Erbgut-Analyse verrät den Ursprung der Europäer
Tübingen (dpa) - Die meisten der heutigen Europäer stammen von mindestens drei verschiedenen Populationen ab: Von Jägern und Sammlern aus Westeuropa, den ersten europäischen Bauern und von einer Population aus dem Norden Eurasiens, die wiederum eine Verbindung zu den Ureinwohnern Amerikas besitzt.
Dies zeigte der Vergleich des Erbguts ursprünglicher Europäer mit dem heutiger Menschen. Ein internationales Forscherteam unter Leitung von Johannes Krause von der Universität Tübingen stellte dieses Ergebnis im Fachmagazin „Nature“ vor.
Als die Menschen in Europa noch als Jäger und Sammler umherzogen, entstanden im Nahen Osten vor etwa 11 000 Jahren die ersten bäuerlichen Kulturen. Die Menschen begannen, Pflanzen anzubauen und Tiere zu domestizieren, sie wurden sesshaft. Mit der Zeit breitete sich diese bäuerliche Lebensweise nach Westen aus.
In Mitteleuropa vollzog sich der Umbruch vermutlich vor etwa 7500 Jahren. Frühere Untersuchungen haben laut Krause gezeigt, dass das Erbgut der ersten europäischen Bauern sich von dem der europäischen Jäger- und Sammler unterscheidet. Es weise stattdessen mehr Ähnlichkeiten mit dem modernen Menschen aus dem Nahen Osten auf.

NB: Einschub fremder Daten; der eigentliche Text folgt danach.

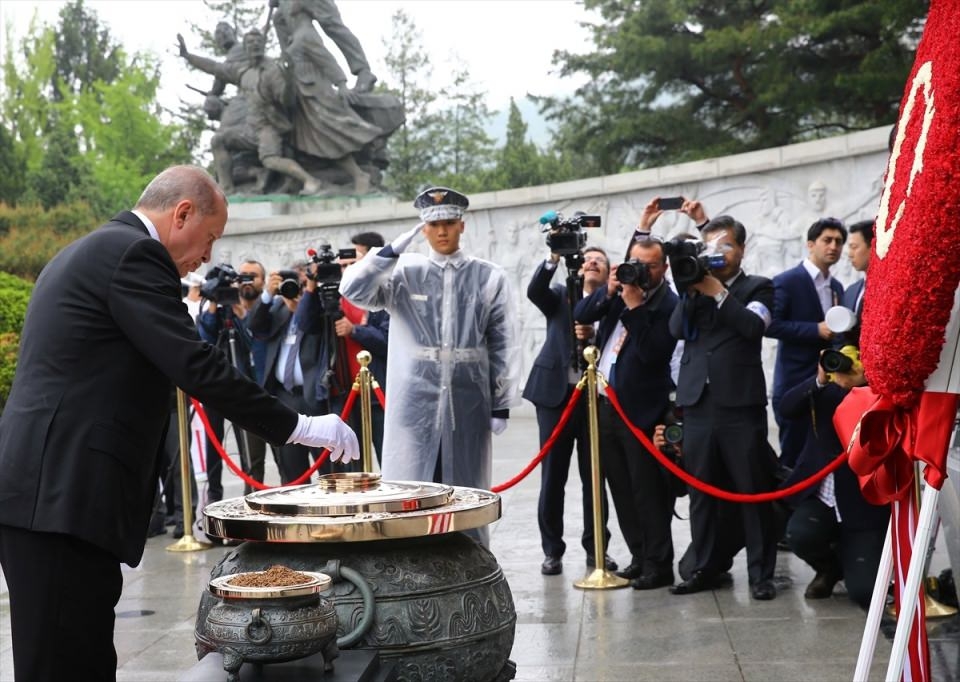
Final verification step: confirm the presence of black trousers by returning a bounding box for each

Um die Abstammung der heutigen Europäer zu erklären, reichen diese zwei Populationen laut den Forschern jedoch nicht aus. Sie untersuchten nun das Erbgut von insgesamt neun Ur-Europäern: von einer etwa 7000 Jahre alten Bäuerin, deren Überreste in Deutschland gefunden worden waren und von acht etwa 8000 Jahre alten Jägern- und Sammlern aus Luxemburg und Schweden. Dann verglichen sie das Erbgut mit dem von 2345 Menschen aus 203 modernen Populationen weltweit.
Die Auswertung ergab, dass die meisten heutigen Europäer Spuren von drei Populationen in ihrem Erbgut haben. Neben den frühen Bauern und den Jägern- und Sammlern Westeuropas auch Spuren einer Population aus Nordeurasien. Diese verbindet die Europäer genetisch mit den Ureinwohnern Amerikas. „Wir sind noch nicht sicher, wann die nordeurasischen Gene nach Zentral-Europa kamen. Auf alle Fälle später als die ersten Bauern“, erläutert Johannes Krause vom Institut für naturwissenschaftliche Archäologie der Uni Tübingen.

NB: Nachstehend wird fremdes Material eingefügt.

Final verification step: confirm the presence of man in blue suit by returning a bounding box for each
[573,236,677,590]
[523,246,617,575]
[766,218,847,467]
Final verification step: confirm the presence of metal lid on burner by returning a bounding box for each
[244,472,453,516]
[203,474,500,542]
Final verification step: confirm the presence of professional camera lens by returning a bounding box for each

Der Anteil der jeweiligen Vorfahren unterscheide sich zwischen den heutigen Europäern erheblich. „Nordeuropäer tragen mehr Gene der Jäger- und Sammler in sich - Menschen in Litauen bis zu 50 Prozent - und Südeuropäer mehr bäuerliche Ahnenanteile“, erklärt Iosif Lazaridis von der Harvard Medical School in Boston (US-Staat Massachusetts), der auch an der Studie beteiligt war.
Die Untersuchung des Erbguts erlaubt noch weitere Einblicke in das Leben unserer Vorfahren: So fanden die Forscher sowohl bei Jägern und Sammlern als auch bei den ersten Bauern eine hohe Anzahl des Amylase-Gens. Das weist darauf hin, dass sich die Menschen vermutlich bereits an eine stärkereiche Ernährung angepasst hatten. Außerdem hatten die ersten Bauern vermutlich eine hellere Haut als die Jäger und Sammler.